Arriving as a double DVD set Fabio Montale offers three episodes: Total Chaos, Chourmo, and Solea. Episode 1 and 2 appear on the first disc while episode 3 is on the second disc.
All three episodes focus on a murder, or a mystery as the creators of the series like us to believe, which presents the character Delon plays with difficult to solve dilemmas.
In Total Chaos Fabio encounters a childhood friend who has flown back to France from Miami to set the record straight with a local mobster. When he is killed Fabio finds himself in the middle of a much more complicated affair.
Chourmo evolves around the fate of Fabio's cousin Guitou. During a passionate rendezvous the cousin witnesses a brutal murder. His girlfriend leads Fabio to a social-worker who is consequently shot. Shortly after it becomes obvious that local police officials might be involved in the crime.
Solea transports us to the time when Fabio has finally retired. After a loud party Fabio discovers the woman he has been celebrating with killed - an anonymous voice then asks him to eliminate a nosy reporter who has become a threat to the mafia.
Produced in 2001 Fabio Montale is far more mature of an effort than what I expected. The three stories are well-scripted, with fascinating protagonists, and intelligently produced. Delon plays the tired and disillusioned cop to perfection, often keeping silent, contemplating the past. With a bit of imagination one could surely guess that this was the man who played Le Samourai.
Each of the three stories is also well-balanced. A crime is committed, a possible suspect is identified, and a small twist is later on introduced. The mystery-element however mentioned earlier in this review is far from being a true enigma. It is rather a key lead linking the crime to the killer which has been intentionally left out.
Technically Fabio Montale is also quite impressive. Cinematographer Jacques Boumendil does a stellar job in capturing the spirit of Marseille - long continuous shots, focus on detail, a sustained rhythm are his forte.
I am unsure how these series will fare amongst American TV-fans. More often than not each of the three episodes feels as an individual feature. If not for Fabio's reappearance these episodes could have successfully been advertised as independent films and chances are they would have gathered plenty of good reviews. Of course, the main selling point here is Delon who hardly ever commits to a serious project anymore. Fans of his work would certainly want to give this set a chance.
How Does the DVD Look?
Presented in an aspect ratio of 1.78:1 Fabio Montale has not been enhanced for widescreen TVs. Even though the back cover of this disc states precisely the opposite. The actual print appears to have been sourced from a PAL-print, most likely the available double French DVD set, as there is enough evidence here suggesting improper conversion. "Ghosting" is prevalent and for the most part quite distracting, the color-scheme is anything but convincing, and contrast is only at the "acceptable" mark. Edge-enhancement is also an issue, especially on Solea, and I suspect that those of you with more sensitive home set-ups will be annoyed by its presence. As far as I am concerned what Koch Vision have done here is simply copied the French disc improperly thus granting their release plenty of the issues we attach to such conversions.
How Does the DVD Sound?
The discs arrive with a French DD track and optional English subtitles. Dialog is easy to follow and music appears well-balanced with the rest of the audio information. I did not detect any disturbing drop-outs or hissings. The English translation is quite well done and without notable omissions from the French dialog.

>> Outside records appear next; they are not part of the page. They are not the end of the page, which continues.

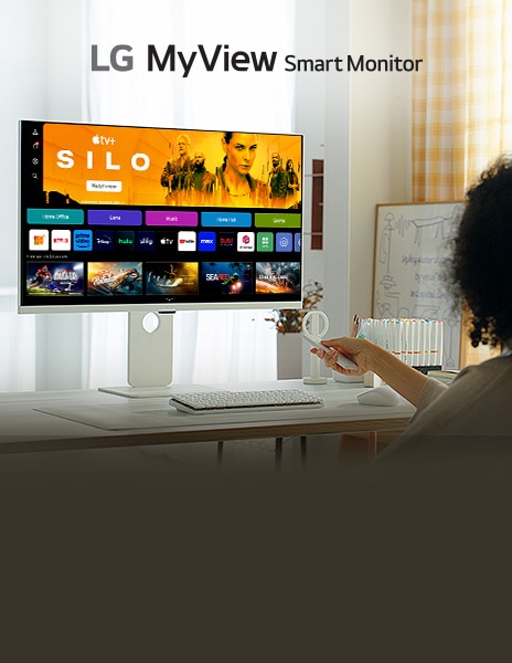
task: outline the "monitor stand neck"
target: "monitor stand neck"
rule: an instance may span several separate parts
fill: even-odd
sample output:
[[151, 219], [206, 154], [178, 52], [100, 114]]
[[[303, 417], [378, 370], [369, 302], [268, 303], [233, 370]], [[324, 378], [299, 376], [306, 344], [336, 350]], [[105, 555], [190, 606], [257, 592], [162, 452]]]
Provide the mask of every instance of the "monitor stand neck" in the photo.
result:
[[127, 398], [170, 394], [174, 312], [128, 314], [128, 386], [99, 387]]

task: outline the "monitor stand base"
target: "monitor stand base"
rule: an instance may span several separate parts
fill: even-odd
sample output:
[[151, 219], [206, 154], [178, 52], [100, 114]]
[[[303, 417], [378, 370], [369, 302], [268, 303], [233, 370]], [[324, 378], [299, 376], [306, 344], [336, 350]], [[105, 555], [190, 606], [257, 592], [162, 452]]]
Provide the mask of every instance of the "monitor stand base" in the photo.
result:
[[174, 312], [128, 314], [128, 385], [99, 387], [125, 398], [170, 396]]

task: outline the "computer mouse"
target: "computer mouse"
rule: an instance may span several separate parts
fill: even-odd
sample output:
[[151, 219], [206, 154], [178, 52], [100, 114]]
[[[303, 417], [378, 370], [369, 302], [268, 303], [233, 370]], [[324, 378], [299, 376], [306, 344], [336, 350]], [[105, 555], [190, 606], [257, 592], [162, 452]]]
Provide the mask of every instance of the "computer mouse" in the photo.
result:
[[399, 396], [391, 387], [374, 387], [358, 394], [362, 406], [397, 406]]

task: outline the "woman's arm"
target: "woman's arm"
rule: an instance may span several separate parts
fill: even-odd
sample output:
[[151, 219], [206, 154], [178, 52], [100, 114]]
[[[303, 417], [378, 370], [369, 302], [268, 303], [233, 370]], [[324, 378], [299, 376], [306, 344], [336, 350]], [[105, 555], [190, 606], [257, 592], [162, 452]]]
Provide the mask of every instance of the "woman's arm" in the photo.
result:
[[[363, 375], [371, 370], [413, 406], [418, 406], [422, 389], [428, 381], [427, 376], [407, 366], [384, 348], [365, 338], [353, 338], [351, 336], [330, 340], [322, 339], [322, 345], [327, 346], [324, 351], [312, 349], [311, 352], [323, 359], [326, 366], [332, 368], [332, 370], [346, 376]], [[348, 370], [338, 366], [335, 352], [330, 351], [329, 348], [333, 348], [352, 359], [360, 370]]]

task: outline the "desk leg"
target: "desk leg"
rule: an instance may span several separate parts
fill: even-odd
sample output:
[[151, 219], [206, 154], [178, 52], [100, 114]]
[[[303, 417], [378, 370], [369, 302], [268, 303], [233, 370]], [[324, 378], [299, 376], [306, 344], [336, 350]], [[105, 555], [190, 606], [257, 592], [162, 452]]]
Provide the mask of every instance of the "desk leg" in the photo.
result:
[[282, 438], [276, 438], [276, 470], [281, 469]]
[[306, 435], [300, 435], [300, 460], [302, 462], [302, 466], [306, 465], [306, 461], [308, 460], [307, 440], [308, 438]]
[[369, 432], [369, 459], [373, 461], [377, 456], [378, 436], [376, 431]]
[[224, 442], [223, 440], [218, 440], [217, 442], [217, 467], [222, 465], [222, 452], [224, 451]]

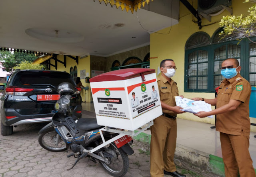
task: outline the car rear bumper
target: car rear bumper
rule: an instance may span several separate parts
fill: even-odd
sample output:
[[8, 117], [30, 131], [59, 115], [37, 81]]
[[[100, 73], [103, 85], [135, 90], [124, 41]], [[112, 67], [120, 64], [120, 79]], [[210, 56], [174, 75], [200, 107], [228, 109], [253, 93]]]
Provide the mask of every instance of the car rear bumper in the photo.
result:
[[[14, 109], [2, 109], [2, 122], [5, 126], [16, 126], [49, 122], [52, 120], [53, 116], [53, 114], [22, 115]], [[16, 117], [8, 119], [6, 116]]]

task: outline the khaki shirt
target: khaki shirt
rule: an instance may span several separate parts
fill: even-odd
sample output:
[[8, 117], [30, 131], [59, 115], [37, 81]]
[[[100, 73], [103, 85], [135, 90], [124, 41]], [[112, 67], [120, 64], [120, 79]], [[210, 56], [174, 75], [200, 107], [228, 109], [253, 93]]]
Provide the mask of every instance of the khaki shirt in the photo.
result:
[[[162, 75], [157, 78], [157, 83], [159, 90], [159, 96], [161, 101], [171, 106], [176, 106], [174, 96], [179, 95], [179, 91], [177, 83], [171, 79], [168, 81]], [[169, 110], [162, 108], [163, 112], [171, 116], [176, 116], [177, 114]]]
[[249, 102], [251, 92], [249, 82], [238, 73], [228, 81], [225, 79], [220, 83], [217, 96], [216, 108], [227, 104], [230, 100], [242, 101], [236, 110], [218, 114], [216, 130], [234, 135], [250, 135]]

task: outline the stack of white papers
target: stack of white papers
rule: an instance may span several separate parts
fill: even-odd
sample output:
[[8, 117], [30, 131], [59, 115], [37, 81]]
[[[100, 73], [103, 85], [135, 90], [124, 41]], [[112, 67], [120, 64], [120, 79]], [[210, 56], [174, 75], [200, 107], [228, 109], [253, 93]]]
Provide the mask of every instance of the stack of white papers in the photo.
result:
[[[204, 101], [194, 101], [188, 98], [182, 98], [180, 96], [175, 96], [176, 105], [183, 108], [182, 110], [193, 114], [197, 114], [200, 111], [208, 112], [212, 110], [211, 105]], [[213, 118], [213, 116], [208, 116]]]

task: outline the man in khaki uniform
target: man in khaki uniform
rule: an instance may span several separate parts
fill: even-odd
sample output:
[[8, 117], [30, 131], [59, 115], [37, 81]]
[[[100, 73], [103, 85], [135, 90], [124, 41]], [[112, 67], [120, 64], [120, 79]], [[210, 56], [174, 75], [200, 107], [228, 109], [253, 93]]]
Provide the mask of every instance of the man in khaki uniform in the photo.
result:
[[[160, 64], [162, 75], [157, 79], [163, 115], [154, 120], [150, 127], [150, 175], [162, 177], [164, 174], [185, 177], [176, 170], [174, 162], [177, 138], [177, 114], [184, 112], [176, 106], [174, 96], [179, 95], [177, 83], [170, 78], [177, 69], [173, 60], [166, 59]], [[183, 96], [181, 96], [182, 97]]]
[[238, 176], [239, 169], [241, 177], [255, 177], [249, 152], [251, 86], [239, 73], [241, 67], [236, 59], [227, 59], [221, 66], [221, 74], [226, 79], [221, 82], [217, 97], [192, 98], [216, 105], [216, 108], [195, 115], [201, 118], [217, 115], [216, 130], [220, 132], [226, 177]]

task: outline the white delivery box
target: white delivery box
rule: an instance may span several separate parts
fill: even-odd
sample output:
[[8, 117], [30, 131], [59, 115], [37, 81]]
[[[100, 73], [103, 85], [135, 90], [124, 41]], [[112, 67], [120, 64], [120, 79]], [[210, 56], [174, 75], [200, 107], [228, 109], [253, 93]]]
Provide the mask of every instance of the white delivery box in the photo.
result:
[[98, 125], [134, 131], [162, 114], [154, 69], [116, 70], [90, 82]]

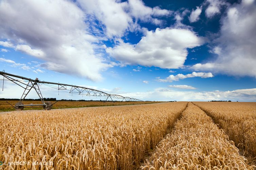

There are no supplemental materials to be found here.
I enjoyed the three episodes in this double set quite a bit. They are a much more mature effort than what I suspected they might turn out to be. Alain Delon is as impressive as ever and fans of his work should definitely give these series a chance. The presentation by Koch Vision is lacking a bit but I suppose this is the best they could do given the limited market audience this set is likely to attract.